The president’s decision
Reports have described Americans as war-weary, and the numbers back that up. A Washington Post/ABC News poll found that 59 percent of Americans oppose strikes and only 36 percent approve. Political party is a non-factor; Republicans, Democrats, and independents all mostly disapprove.
Simpson says Obama’s decision to ask for congressional approval wasn’t just about public polling, however. It was also about avoiding a mistake he made in the past.
“If one looks back to the Libya airstrikes, the president received an enormous amount of negative feedback regarding bypassing Congressional authorization for the strikes,” Simpson says. “Some claimed it was unconstitutional; others merely believe that it was unethical.”

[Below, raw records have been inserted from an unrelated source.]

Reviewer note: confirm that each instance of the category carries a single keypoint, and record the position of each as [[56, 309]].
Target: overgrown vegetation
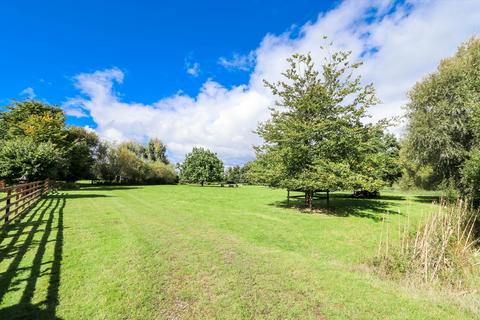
[[317, 137], [442, 138], [442, 251]]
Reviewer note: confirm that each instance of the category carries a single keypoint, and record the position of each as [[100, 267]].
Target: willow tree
[[443, 114], [317, 137]]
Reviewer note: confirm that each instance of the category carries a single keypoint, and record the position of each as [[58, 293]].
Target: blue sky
[[190, 72], [46, 43]]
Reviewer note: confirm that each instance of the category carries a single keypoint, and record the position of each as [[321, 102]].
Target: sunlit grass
[[185, 252]]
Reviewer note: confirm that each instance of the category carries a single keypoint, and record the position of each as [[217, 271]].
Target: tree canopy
[[317, 137], [444, 118], [200, 166]]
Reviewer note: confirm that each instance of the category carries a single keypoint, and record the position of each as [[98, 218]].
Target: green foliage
[[123, 164], [81, 150], [470, 173], [316, 137], [32, 141], [200, 166], [25, 157], [161, 173], [35, 120], [107, 165], [443, 116], [156, 151]]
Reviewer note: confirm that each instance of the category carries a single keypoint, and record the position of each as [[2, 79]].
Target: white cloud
[[240, 62], [74, 108], [193, 69], [28, 92], [399, 47]]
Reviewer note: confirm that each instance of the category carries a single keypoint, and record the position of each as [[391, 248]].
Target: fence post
[[7, 210]]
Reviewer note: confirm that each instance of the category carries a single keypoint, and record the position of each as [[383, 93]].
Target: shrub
[[160, 172]]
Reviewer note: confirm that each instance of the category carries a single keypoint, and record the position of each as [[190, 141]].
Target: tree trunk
[[309, 199]]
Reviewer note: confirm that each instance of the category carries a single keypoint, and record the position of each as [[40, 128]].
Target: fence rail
[[17, 199]]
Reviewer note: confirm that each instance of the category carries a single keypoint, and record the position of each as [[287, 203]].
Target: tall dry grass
[[442, 250]]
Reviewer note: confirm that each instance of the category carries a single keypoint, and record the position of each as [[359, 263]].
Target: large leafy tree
[[317, 137], [24, 157], [200, 166], [443, 115], [35, 120], [81, 150], [32, 141], [233, 174], [156, 151]]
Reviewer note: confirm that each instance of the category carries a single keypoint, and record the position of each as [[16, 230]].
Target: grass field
[[187, 252]]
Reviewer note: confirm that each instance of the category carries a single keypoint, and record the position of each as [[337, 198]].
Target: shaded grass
[[184, 252]]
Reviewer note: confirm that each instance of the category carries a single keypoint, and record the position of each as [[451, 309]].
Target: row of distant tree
[[318, 137], [35, 143]]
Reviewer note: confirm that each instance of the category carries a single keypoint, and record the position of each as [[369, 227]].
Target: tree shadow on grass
[[85, 195], [31, 249], [427, 199], [106, 187], [341, 205]]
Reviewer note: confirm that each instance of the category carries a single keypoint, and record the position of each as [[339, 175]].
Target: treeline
[[318, 137], [441, 147], [35, 143]]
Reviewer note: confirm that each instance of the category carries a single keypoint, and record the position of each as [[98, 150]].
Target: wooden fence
[[17, 199]]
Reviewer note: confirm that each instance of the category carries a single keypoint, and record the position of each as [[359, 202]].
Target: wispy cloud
[[399, 46], [192, 68], [238, 62], [28, 93]]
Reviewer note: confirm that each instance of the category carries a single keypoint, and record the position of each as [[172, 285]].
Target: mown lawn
[[187, 252]]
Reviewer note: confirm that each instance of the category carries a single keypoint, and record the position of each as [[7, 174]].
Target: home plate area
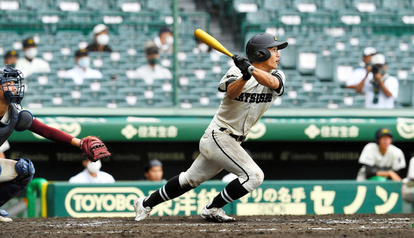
[[338, 225]]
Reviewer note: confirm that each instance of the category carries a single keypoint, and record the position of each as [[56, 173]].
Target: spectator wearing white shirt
[[152, 70], [100, 39], [164, 41], [30, 64], [382, 90], [381, 159], [364, 72], [10, 58], [82, 69], [92, 174]]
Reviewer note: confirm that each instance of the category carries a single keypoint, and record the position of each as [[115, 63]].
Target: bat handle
[[251, 69]]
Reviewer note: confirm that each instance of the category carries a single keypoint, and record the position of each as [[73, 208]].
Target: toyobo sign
[[101, 201], [271, 198]]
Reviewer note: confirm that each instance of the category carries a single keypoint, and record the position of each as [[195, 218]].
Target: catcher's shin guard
[[8, 190]]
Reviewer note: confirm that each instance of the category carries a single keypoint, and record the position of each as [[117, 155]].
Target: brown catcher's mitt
[[93, 148]]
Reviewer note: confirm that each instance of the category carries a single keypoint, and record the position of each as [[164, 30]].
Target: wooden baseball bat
[[215, 44]]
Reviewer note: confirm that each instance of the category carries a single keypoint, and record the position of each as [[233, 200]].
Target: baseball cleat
[[3, 216], [141, 211], [216, 215]]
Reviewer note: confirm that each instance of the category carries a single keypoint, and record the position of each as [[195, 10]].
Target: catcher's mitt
[[93, 148]]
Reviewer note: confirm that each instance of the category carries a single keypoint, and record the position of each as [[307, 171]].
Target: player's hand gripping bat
[[215, 44]]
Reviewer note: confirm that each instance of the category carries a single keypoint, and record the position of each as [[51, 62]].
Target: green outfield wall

David Johnson, CEO of the PR and political consulting firm Strategic Vision, says the president looks weak and that he’s “passing the buck” to Congress, to make a difficult and unpopular decision for him.
“Americans expect strong and decisive leadership from their presidents in times of crisis,” Johnson says. “This action runs counter to that PR image Americans have of a president.”
Simpson says Obama’s critics certainly will use the “passing the buck” argument, but they would have similarly criticized him if he hadn’t asked Congress for a vote.
“No matter what the president does, his opponents will try to it to paint him in a negative light,” Simpson says. “If he had taken unilateral action, it is likely that the exact same individuals would still be on the same talk shows criticizing his decision, only with different talking points.”
She adds: “At least [President Obama] not putting himself out there alone this time. This way, all congressmen and -women are forced to put a little of their own skin in the game.”
Of course, those Congress members’ being part of the debate presents a difficult puzzle. Listen to the stunned silence from the Senate Foreign Relations Committee in response to a protester:
Even Secretary of State John Kerry, who has been emphatic about the need for strikes in Syria, had to simply respond by expressing respect for “those with a different point of view.”
Simpson says part of what makes this vote so difficult for members of Congress is that it isn’t happening along traditional party lines. The more hawkish members of the Senate, such as John McCain (R-Ariz.) and Lindsey Graham (R-S.C.) are backing the Democratic president, while libertarian Republicans such as Sen. Rand Paul (R-Ky.) and anti-war Democrats oppose the strikes.
“I fully expect that most of Congress’ Democrats will align behind the president for the sake of the party, but it will come at a cost with the voters back home,” Simpson says. “Meanwhile, the GOP is a house divided—with the old standard bearers aligning with the president at the cost of Tea Party support.”
Still, Johnson says Congress could actually pull up its dismal approval ratings—81 percent disapproval, according to an August Gallup poll—with decisive votes for or against a strike.
“If they approve strikes against Syria, they can portray it as a profile in courage, [something] that leaders have to do for the national interest even if voters disapprove,” he says. “If they vote against it, they can argue they represent the will of the American people. They put an end to war talk and a reckless administration.”
Lee Boggs, a professor of political marketing at West Virginia University, says it’ll be tough for anyone to come out of this situation looking particularly good.
“Americans typically rally around the flag during times of war, but the public largely views Obama’s eagerness to inject the country into another civil war, when the choices are a dictator and Al-Qaeda— which is how it is perceived—as reckless at best,” he says.
Republicans are still tied to what turned out to be faulty information about weapons of mass destruction in Iraq, Boggs says, and now the public perceives Democrats as playing that tune once again, even if the situation is as different as they keep insisting it is.
“After seven years of Obama and the Democrats attacking [George W.] Bush over [Iraq], they all look disingenuous and untrustworthy now for doing much of the same,” he says.